The question arises of whether New Zealand's measured approach might extend to support for a civilian nuclear program. The ongoing debate in neighboring Australia suggests a growing willingness to explore nuclear power as a green alternative, especially in the context of meeting commitments under the Paris Agreement. 

Australia, as New Zealand, backed Japan’s FDNPS water release process despite its strong free-nuclear stand, including a ban on nuclear power development. 

In a short statement released by the Department of Foreign Affairs and Trade just before the FDNPS water release began in August 2023, the Australian government expressed confidence in the process that led to Japan’s decision and welcomed the IAEA's commitment to provide ongoing monitoring and periodic review during the discharge.  


Moreover, Australia, historically reliant on fossil fuels, faces the challenge of reducing its greenhouse gas emissions by 43% by 2030 to achieve net-zero as part of its Paris Agreement commitments. With coal currently generating two-thirds of Australia's electricity, there is a pressing need to explore cleaner alternatives. Nuclear energy seems to be emerging as a frontrunner, with proponents arguing it can fill the energy shortfall and provide a baseload during times of surging demand. Australian opposition leader Peter Dutton's statement of support for lifting the ban on nuclear power in July 2023 aligns with this perspective. 
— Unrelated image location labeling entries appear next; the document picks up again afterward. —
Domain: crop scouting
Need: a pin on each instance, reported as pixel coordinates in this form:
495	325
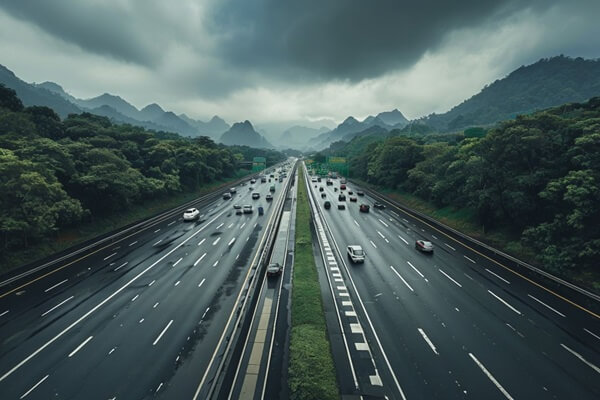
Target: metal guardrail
485	246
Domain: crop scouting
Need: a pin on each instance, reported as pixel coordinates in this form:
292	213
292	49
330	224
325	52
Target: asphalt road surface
140	318
452	324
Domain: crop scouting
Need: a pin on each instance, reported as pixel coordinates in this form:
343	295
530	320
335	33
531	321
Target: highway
139	318
447	325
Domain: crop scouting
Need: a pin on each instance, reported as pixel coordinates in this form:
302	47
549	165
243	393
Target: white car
191	214
356	253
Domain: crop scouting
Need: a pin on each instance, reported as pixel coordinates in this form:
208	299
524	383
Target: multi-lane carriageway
450	325
140	317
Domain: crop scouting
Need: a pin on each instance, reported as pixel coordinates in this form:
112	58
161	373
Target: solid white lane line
162	333
547	306
590	332
121	266
107	299
34	386
413	267
428	341
504	302
57	285
589	364
58	305
449	277
200	259
470	259
80	346
498	276
400	276
491	377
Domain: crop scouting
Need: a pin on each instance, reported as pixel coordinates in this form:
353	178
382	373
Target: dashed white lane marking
504	302
200	259
400	276
162	333
589	364
590	332
34	386
120	266
449	277
491	377
498	276
547	306
426	338
416	270
58	305
55	286
80	346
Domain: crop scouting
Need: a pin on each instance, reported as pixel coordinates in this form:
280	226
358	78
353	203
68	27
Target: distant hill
32	95
243	134
547	83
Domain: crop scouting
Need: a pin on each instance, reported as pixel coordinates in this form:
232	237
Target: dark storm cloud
98	27
342	39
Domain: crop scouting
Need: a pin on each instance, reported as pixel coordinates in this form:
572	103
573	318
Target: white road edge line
547	306
491	377
80	346
162	333
34	386
428	341
504	302
400	276
589	364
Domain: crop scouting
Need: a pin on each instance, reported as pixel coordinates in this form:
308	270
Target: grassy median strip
311	369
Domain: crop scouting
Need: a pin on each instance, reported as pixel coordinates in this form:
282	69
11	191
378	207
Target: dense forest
55	173
537	176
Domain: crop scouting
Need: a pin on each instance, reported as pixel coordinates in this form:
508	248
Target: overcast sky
276	60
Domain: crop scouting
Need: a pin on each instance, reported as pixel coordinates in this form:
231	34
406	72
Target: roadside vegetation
311	368
65	181
530	186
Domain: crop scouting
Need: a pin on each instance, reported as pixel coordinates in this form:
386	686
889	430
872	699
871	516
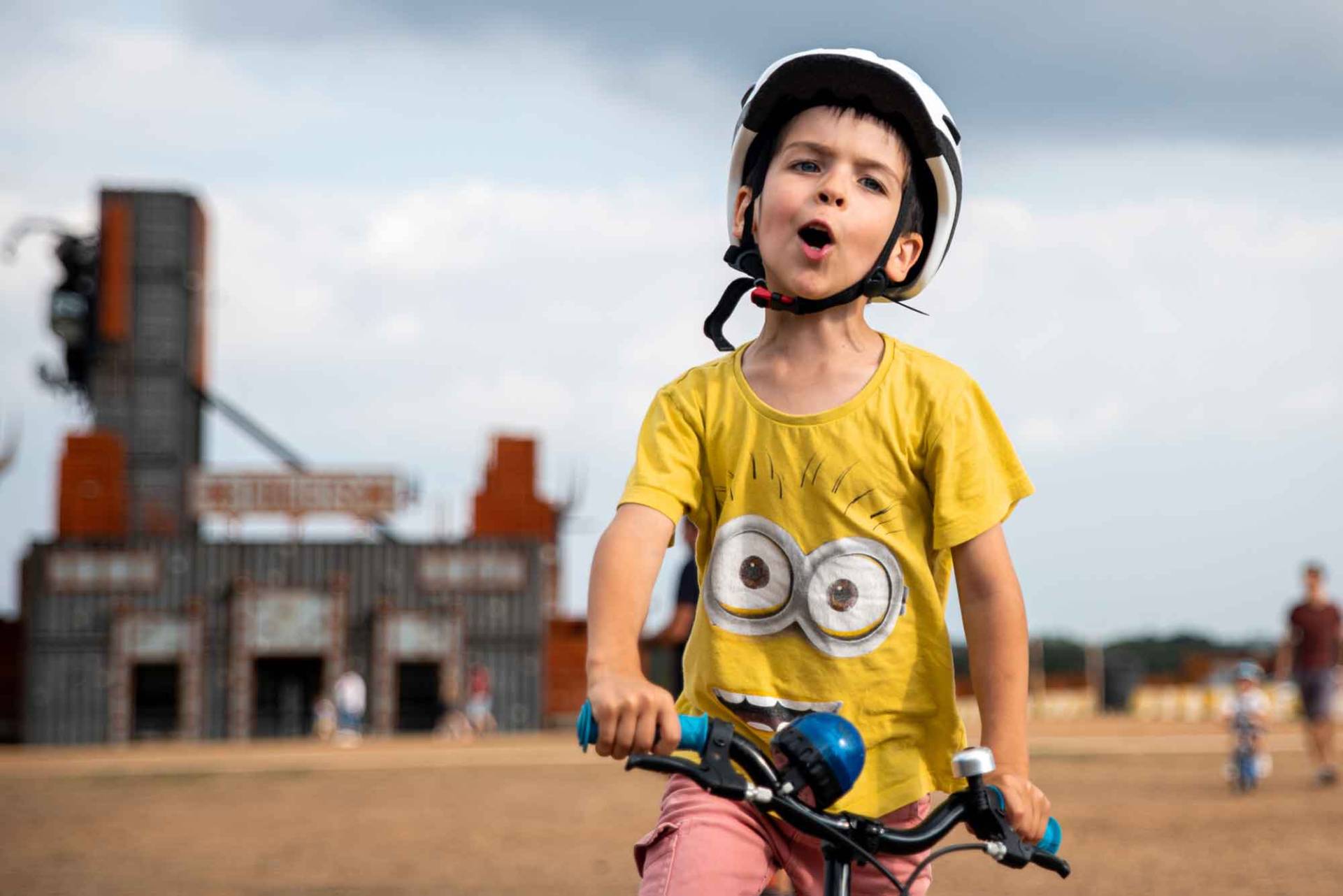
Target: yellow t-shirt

In contrast to the Pacific Island Nations' skepticism toward nuclear technology - due to the traumatic nuclear legacy in the region - New Zealand and Australia's pragmatic approach sets a regional and global example. The endorsement of Japan's treated water release program and the open consideration of nuclear energy as a green alternative demonstrate a willingness to balance nuclear-related concerns with the need for responsible decisions and sustainable energy solutions. This might lead the region to consider mitigating staunch historical free-nuclear policies.